An emergency message center delivered 8,000 messages a week to those customers left without phone service. The Bell Pioneers visited the elderly and infirmed who were otherwise isolated and unable to leave their homes.
By the end of the three weeks, the amount of work done was astounding:
- 6,000 tons of debris was removed after the fire;
- 2 billion feet of new wire was placed underground;
- More than 350 cables with up to 2,400 wires each were placed and spliced in the vault;
- More than five million wires were spliced;
- 6 million switch contacts and 10 million relays were cleaned;
- 6 million feet of cross-connect frame wire was run.

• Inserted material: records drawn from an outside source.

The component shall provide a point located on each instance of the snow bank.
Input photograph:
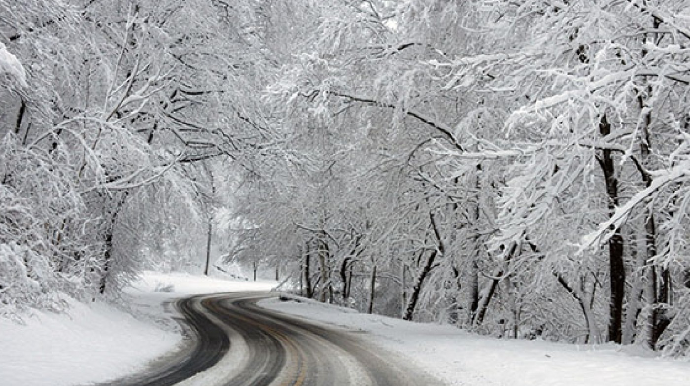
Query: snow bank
(459, 358)
(82, 346)
(97, 342)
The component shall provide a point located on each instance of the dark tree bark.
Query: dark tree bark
(372, 290)
(423, 273)
(309, 292)
(615, 243)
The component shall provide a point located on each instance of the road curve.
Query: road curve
(239, 343)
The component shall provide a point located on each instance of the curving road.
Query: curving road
(239, 343)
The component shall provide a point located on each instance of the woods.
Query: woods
(515, 169)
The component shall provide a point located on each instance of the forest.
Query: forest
(516, 169)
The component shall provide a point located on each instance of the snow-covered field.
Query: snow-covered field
(98, 342)
(86, 345)
(464, 359)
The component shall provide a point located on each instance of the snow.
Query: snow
(85, 345)
(459, 358)
(9, 64)
(81, 346)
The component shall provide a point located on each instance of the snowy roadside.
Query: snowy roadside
(98, 342)
(459, 358)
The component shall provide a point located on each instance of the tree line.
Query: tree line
(518, 169)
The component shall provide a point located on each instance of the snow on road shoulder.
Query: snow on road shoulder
(98, 342)
(90, 343)
(459, 358)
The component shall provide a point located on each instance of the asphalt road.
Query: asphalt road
(239, 343)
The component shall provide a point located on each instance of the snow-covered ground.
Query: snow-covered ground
(98, 342)
(464, 359)
(86, 345)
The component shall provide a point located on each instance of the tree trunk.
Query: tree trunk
(209, 236)
(590, 321)
(483, 303)
(324, 270)
(417, 287)
(306, 274)
(424, 272)
(372, 290)
(108, 242)
(615, 243)
(636, 290)
(343, 278)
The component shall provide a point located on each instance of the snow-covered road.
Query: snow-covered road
(97, 343)
(241, 344)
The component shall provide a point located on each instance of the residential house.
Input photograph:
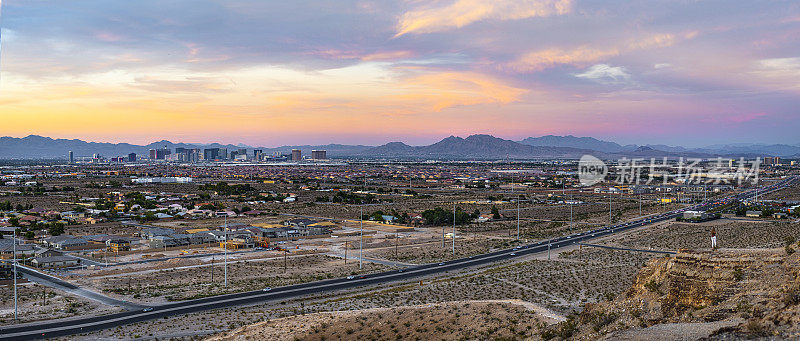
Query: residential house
(54, 262)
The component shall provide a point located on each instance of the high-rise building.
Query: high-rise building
(194, 155)
(211, 154)
(319, 154)
(772, 161)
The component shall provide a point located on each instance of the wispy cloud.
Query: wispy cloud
(460, 13)
(585, 55)
(604, 73)
(545, 59)
(745, 117)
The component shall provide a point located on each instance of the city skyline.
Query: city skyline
(368, 73)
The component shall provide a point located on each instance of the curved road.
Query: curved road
(39, 330)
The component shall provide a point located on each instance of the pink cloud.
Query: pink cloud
(745, 117)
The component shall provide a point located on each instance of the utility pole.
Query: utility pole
(517, 218)
(610, 199)
(226, 251)
(570, 211)
(640, 203)
(14, 241)
(454, 228)
(361, 215)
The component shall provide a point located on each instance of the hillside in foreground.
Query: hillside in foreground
(726, 294)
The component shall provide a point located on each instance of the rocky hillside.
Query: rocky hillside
(721, 294)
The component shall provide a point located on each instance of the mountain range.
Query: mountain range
(471, 147)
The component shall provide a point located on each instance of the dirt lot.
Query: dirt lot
(191, 281)
(731, 233)
(37, 302)
(448, 321)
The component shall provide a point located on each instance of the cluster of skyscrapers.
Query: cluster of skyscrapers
(194, 155)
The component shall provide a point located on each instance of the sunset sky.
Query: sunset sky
(272, 73)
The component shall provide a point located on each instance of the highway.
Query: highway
(57, 328)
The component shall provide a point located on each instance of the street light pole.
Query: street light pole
(361, 216)
(226, 251)
(14, 241)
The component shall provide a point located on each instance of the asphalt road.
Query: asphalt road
(40, 330)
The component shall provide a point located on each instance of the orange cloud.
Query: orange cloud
(464, 12)
(448, 89)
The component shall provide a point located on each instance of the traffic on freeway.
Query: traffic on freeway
(59, 328)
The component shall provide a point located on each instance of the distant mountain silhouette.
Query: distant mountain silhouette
(576, 142)
(473, 147)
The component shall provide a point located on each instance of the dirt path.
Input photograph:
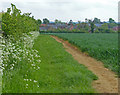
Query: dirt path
(107, 82)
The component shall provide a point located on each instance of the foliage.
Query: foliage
(103, 47)
(111, 20)
(59, 72)
(45, 21)
(18, 60)
(39, 21)
(14, 23)
(96, 20)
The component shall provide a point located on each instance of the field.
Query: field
(103, 47)
(58, 73)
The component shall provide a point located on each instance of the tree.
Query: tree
(57, 21)
(92, 26)
(96, 20)
(111, 20)
(39, 21)
(45, 21)
(70, 22)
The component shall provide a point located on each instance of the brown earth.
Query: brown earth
(107, 81)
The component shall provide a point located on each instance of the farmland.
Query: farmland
(31, 62)
(103, 47)
(58, 73)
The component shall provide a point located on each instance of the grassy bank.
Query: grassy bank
(103, 47)
(59, 72)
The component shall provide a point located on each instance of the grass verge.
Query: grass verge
(59, 72)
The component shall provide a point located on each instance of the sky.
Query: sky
(65, 10)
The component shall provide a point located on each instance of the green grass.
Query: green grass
(102, 46)
(58, 73)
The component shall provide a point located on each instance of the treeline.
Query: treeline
(14, 23)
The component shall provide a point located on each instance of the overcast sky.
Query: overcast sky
(65, 10)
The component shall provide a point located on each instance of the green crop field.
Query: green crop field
(58, 73)
(103, 47)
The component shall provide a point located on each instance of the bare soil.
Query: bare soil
(107, 81)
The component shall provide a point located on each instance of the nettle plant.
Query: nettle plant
(17, 41)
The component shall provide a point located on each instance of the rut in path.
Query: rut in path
(107, 82)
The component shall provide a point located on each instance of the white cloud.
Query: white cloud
(66, 9)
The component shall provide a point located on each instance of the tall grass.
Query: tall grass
(19, 59)
(102, 46)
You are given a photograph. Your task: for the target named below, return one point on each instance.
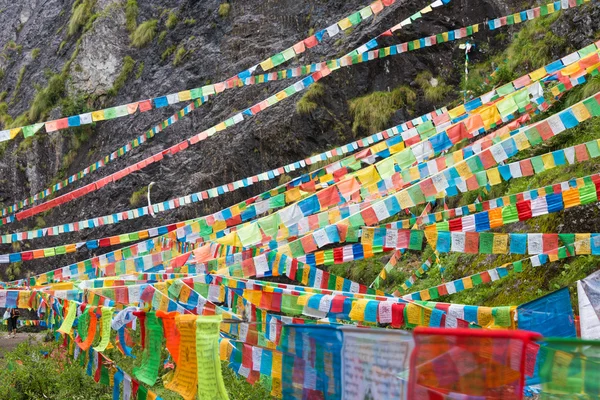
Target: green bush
(171, 20)
(46, 98)
(373, 111)
(138, 196)
(434, 94)
(169, 50)
(18, 84)
(140, 70)
(308, 102)
(144, 33)
(179, 55)
(131, 12)
(128, 64)
(82, 11)
(224, 10)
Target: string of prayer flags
(147, 372)
(569, 367)
(217, 128)
(185, 378)
(201, 92)
(474, 363)
(210, 379)
(143, 211)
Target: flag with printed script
(569, 369)
(468, 364)
(345, 362)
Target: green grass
(168, 51)
(138, 196)
(144, 33)
(224, 10)
(131, 13)
(140, 70)
(373, 111)
(162, 36)
(128, 65)
(18, 84)
(434, 94)
(171, 20)
(82, 11)
(46, 98)
(308, 102)
(180, 55)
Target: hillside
(299, 199)
(59, 62)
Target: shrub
(373, 111)
(138, 196)
(171, 20)
(18, 84)
(46, 98)
(161, 37)
(144, 33)
(140, 70)
(131, 12)
(307, 103)
(224, 10)
(80, 15)
(168, 52)
(179, 55)
(128, 64)
(534, 46)
(433, 90)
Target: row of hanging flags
(316, 71)
(395, 139)
(472, 168)
(192, 286)
(289, 353)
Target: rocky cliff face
(63, 57)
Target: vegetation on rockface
(46, 98)
(171, 20)
(144, 33)
(168, 51)
(435, 90)
(138, 196)
(18, 84)
(126, 70)
(373, 111)
(131, 13)
(82, 11)
(308, 102)
(534, 46)
(224, 9)
(180, 55)
(140, 70)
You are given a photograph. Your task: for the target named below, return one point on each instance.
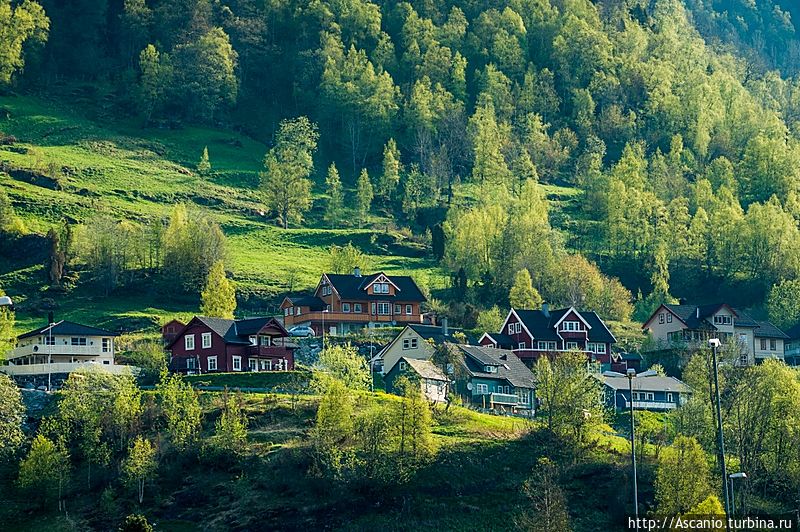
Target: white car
(302, 330)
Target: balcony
(55, 350)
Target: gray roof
(509, 366)
(425, 369)
(68, 328)
(649, 384)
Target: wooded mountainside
(672, 126)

Also 10,000 truck lines needed to be rerouted, which required the cooperation of virtually every central office in New York City. Former Bell Company President William Ellinghaus summed up the three weeks perfectly, saying “The whole Second Avenue effort represents a magnificent example of the Bell System ingenuity and know-how.
We had help from coast to coast. Western Electric and Bell Labs specialists were on the scene before the fire was out. This job would normally take 18 months or longer. We did it in three weeks.”
The three-week project was so massive in size and scope that upon its completion, it was dubbed “The Miracle of 2nd Avenue.” However, the true miracle moment for the 170,000 customers left without service was the moment their phone rang for the first time in weeks, reconnecting them to the world they were previously isolated from.